Subject: Re: Symlink ownership
To: None <current-users@NetBSD.ORG, mouse@Collatz.McRCIM.McGill.EDU>
From: Captech) <greywolf@tomcat.VAS.viewlogic.com (James Graham>
Date: 07/26/1995 16:47:18
#: From owner-current-users@NetBSD.ORG Tue Jul 25 08:25:23 1995
#: Date: Tue, 25 Jul 1995 06:10:25 -0400
#: From: der Mouse <mouse@Collatz.McRCIM.McGill.EDU>
#: To: current-users@NetBSD.ORG
#: Subject: Re: Symlink ownership
#: > there is a long-standing bug in NetBSD that I think now is ripe for
#: > at least a temporary fix until this can be done "right".
#: This is really a design bug, not a code bug. Perhaps one could call it
#: an ill-thought-out feature rather than a bug.
#: > The problem is "who should be the owner of a symlink"? Currently the
#: > owner is set to the owner of the directory where the symlink is
#: > created.
#: Not quite. The idea is to present symlinks as objects which don't have
#: owners (which is currently not true; this is preparation for a day on
#: which it may be). But _something_ has to go into the st_uid and st_gid
#: fields of the struct stat; the choice was to copy the ownership of the
#: containing directory.
I'm missing something here -- is there a rational reason for having mucked
with the symlink file type?
What does it really buy in the long run for symlinks to be a file type
which is detached from the filesystem?
Owner of a symlink is no biggy -- it should be the person who created the
damned thing (for tracking purposes -- it would be really nice to type
'ls -l' and see who created it).
The only other thing of consequence in a symlink would be link count.
And, of course, the thing the link points to.
Pyramid handled this by keeping the name of the object in the space usually
reserved for the direct and indirect block pointers. If that worked,
there were no blocks claimed by the inode and so it took up no space.
If the object name were too long (>52 bytes) then the link would have to
assume a block for its name.
This was not necessarily a bad thing.
I have another scenario for you. If symlinks aren't supposed to have inodes
(this is what I am gathering from the direction the discussion is going),
then what happens if you make a hard link to a symlink (which, while a bit
roundabout, is not out of the question)...?
#: > This causes problems with directories which have the sticky bit
#: > turned on (prominent example: /tmp), and opens up the ability for
#: > twarthing disk quota systems [...]
#: Right you are.
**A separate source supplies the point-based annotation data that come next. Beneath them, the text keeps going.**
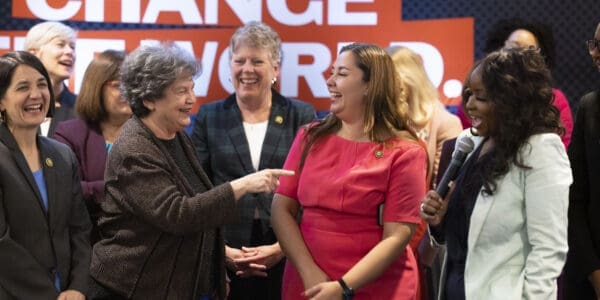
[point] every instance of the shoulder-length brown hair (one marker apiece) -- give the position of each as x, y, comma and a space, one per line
386, 108
90, 101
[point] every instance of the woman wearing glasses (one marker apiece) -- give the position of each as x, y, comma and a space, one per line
582, 273
102, 112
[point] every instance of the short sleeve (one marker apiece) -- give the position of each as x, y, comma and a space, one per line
288, 185
406, 187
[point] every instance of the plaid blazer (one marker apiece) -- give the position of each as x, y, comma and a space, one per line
223, 151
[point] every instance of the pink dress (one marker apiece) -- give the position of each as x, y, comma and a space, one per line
340, 188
But it really is a design bug, not a code bug, since
#: the code is doing what it's intended to do.
It's a *major* design bug, and it really should have been thought out
a bit more before its implementation.
#: > So, please, can a (temporary?) fix for this problem be implemented?
#: Would you care to suggest one? So far, the only fix I've heard is to
#: go back to the old way of symlinks having owners and such same as
#: anything else in the filesystem. A couple of people have, as you
#: noticed, submitted fixes that do that. While I am not in a position to
#: speak authoritatively, I suspect that core is not doing this because
#: they want to be able to reimplement symlinks as a new kind of directory
#: entry, in which case they would not have inodes and truly would _not_
#: have owners...unless you count the owner of the enclosing directory,
#: which (surprise surprise :-) is the owner the current code gives them.
Here again, what happens if you want to (for whatever oddball off the wall
reason) make a hard link to a symlink? Yes, it's silly; yes, it's probably
redundant, but it's not out of the question that it would happen.
(I need to look at the symlink code.) If you're not storing the symlink
object data in a data block, and you're trying to detach its inode (another
good place for the object data), where is it being stored? If you're storing
it in the directory itself, what is this buying you? Wherever you put the
data is irrelevent -- it's still a disk access to get the information, only
now, we have a brand new directory entry type which means the directories
are going to get mucked with and convoluted. I wonder if it'll stop there.
Outside of disk space considerations, what good is this symlink conversion
going to do? i.e. please, someone, clue me in as I am getting the impression
that I am *REALLY* missing something.
I keep wanting to ask what the difference is between dissociating a symlink
and dissociating a device, since devices certainly don't need disk blocks,
but I keep answering my own question (no flames on that, please).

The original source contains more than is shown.